Researchers At SenseTime Develop HuMMan: A Multi-Modal 4D Human Dataset For Versatile Sensing And Modeling

This Article Is Based On The Research Paper 'HuMMan: Multi-Modal 4D Human Dataset for Versatile Sensing and Modeling'. All Credit For This Research Goes To The Researchers 👏👏👏

Please Don't Forget To Join Our ML Subreddit

Sensing and modeling humans have long been a challenge for the computer vision and computer graphics communities, which provide the foundation for a wide range of applications, including animation, gaming, augmented reality, and virtual reality.

With the introduction of large-scale datasets and the advent of deep learning, tremendous progress in human-centric sensing and modeling has been made. HuMMan, a comprehensive human dataset comprising of 1000 human participants collected in a total of 400k sequences and 60M frames, was recently presented by SenseTime researchers. Based on the features stated below, HuMMan appears to outperform existing datasets.

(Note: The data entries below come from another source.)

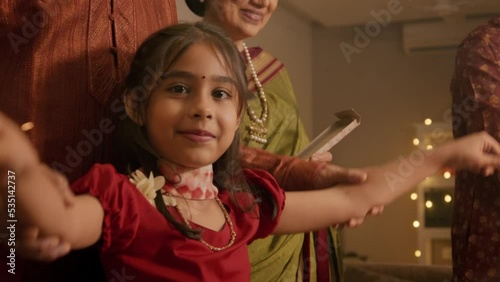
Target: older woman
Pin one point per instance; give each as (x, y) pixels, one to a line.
(272, 123)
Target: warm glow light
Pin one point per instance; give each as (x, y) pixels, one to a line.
(27, 126)
(447, 174)
(447, 198)
(428, 204)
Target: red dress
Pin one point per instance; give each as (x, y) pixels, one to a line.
(137, 241)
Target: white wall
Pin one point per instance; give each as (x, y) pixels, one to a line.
(391, 92)
(289, 38)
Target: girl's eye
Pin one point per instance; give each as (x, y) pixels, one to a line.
(178, 89)
(220, 94)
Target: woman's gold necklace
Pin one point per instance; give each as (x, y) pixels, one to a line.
(257, 128)
(226, 216)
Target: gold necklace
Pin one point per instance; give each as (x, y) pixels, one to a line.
(226, 216)
(257, 128)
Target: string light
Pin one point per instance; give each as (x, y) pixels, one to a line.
(27, 126)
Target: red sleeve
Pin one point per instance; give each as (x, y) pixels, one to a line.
(293, 174)
(273, 201)
(118, 196)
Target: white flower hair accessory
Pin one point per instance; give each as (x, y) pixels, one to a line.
(149, 185)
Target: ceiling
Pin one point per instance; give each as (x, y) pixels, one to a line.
(331, 13)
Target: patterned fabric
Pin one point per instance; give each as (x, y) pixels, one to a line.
(476, 107)
(62, 62)
(139, 242)
(286, 257)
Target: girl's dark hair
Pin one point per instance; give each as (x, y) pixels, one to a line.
(153, 59)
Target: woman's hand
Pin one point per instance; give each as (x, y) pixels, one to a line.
(16, 151)
(47, 248)
(478, 152)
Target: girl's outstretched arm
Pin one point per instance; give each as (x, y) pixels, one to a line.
(30, 193)
(312, 210)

  • Multiple Modalities: HuMMan offers a variety of data formats and annotations in the hopes of facilitating nature exploration. HuMMan was created using ten synchronized RGB-D cameras to collect both video and depth sequences.
  • Mobile Device: With the advancement of 3D sensors, depth cameras and low-power LiDARs are becoming more ubiquitous on mobile devices. Because of the startling gap between growing real-world applications and the inadequacy of data acquired using mobile devices, the team decided to include a mobile phone with built-in LiDAR in the data collection to make the research more efficient.
  • Action Set: HuMMan was created to help researchers better understand human behavior. Instead of choosing daily tasks, the researchers advised categorizing body motions according to the muscles that drive them.
  • Multiple Tasks: The researchers created a set of baselines and standards for action recognition, 2D and 3D posture estimation, and mesh reconstruction to aid research on HuMMan. Standard metrics are used to implement and assess popular approaches.

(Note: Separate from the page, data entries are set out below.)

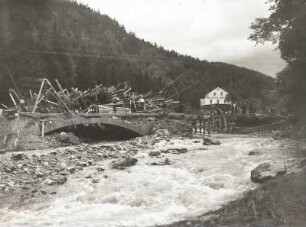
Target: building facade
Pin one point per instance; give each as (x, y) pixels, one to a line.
(216, 96)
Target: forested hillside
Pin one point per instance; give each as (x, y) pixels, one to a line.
(71, 42)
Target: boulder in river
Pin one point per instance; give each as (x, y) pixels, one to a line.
(266, 171)
(254, 152)
(154, 153)
(211, 141)
(124, 162)
(176, 150)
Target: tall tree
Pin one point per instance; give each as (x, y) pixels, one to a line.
(286, 27)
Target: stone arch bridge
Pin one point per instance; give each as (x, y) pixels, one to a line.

HuMMan’s numerous tests show that it can be used in a variety of domains, including fine-grained action recognition, point cloud-based parametric human recovery, dynamic mesh sequence reconstruction, and knowledge transfer across devices.

HuMMan has 1000 individuals representing a wide range of genders, ages, body types, and ethnicities. To produce a vast array of natural appearances, the subjects were advised to wear their own everyday attire.

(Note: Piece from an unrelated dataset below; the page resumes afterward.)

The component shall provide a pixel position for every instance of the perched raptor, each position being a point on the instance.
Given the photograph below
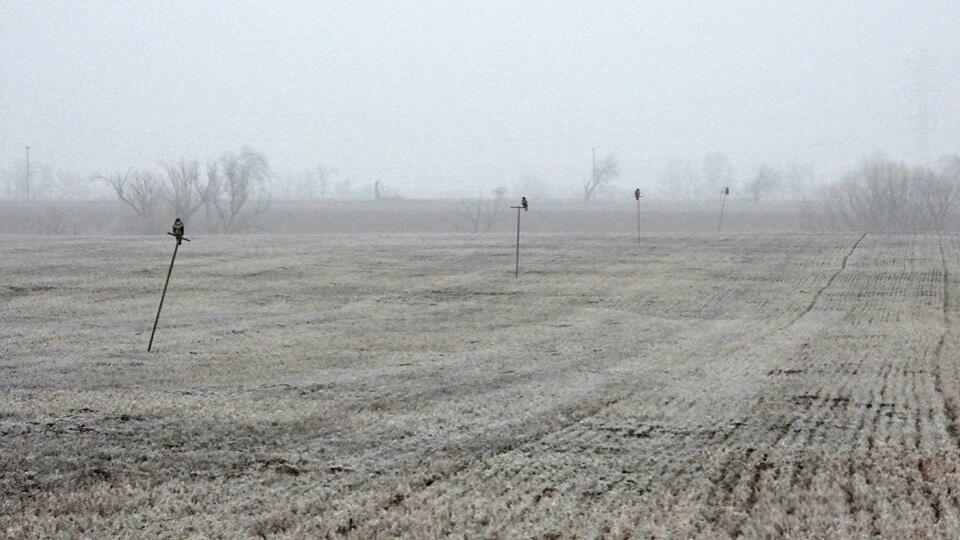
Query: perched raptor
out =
(178, 231)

HuMMan includes action labels as well as 3D skeleton locations, demonstrating its utility in 3D action recognition. The abundance of intra-actions in HuMMan was thought to be the cause of this occurrence. This forces the model to focus more on the subtle distinctions between these actions. As a result, the team discovered that HuMMan might be used as a rough guide for fine-grained action comprehension.


HuMMan, a large-scale 4D human dataset with multi-modal data and annotations, was presented by SenseTime researchers. Fine-grained action identification, point cloud-based parametric human estimate, dynamic mesh sequence reconstruction, transferring knowledge across devices, and perhaps multi-task joint training are all areas where future study is needed. HuMMan, according to the team, will aid in the development of better algorithms for sensing and modeling humans.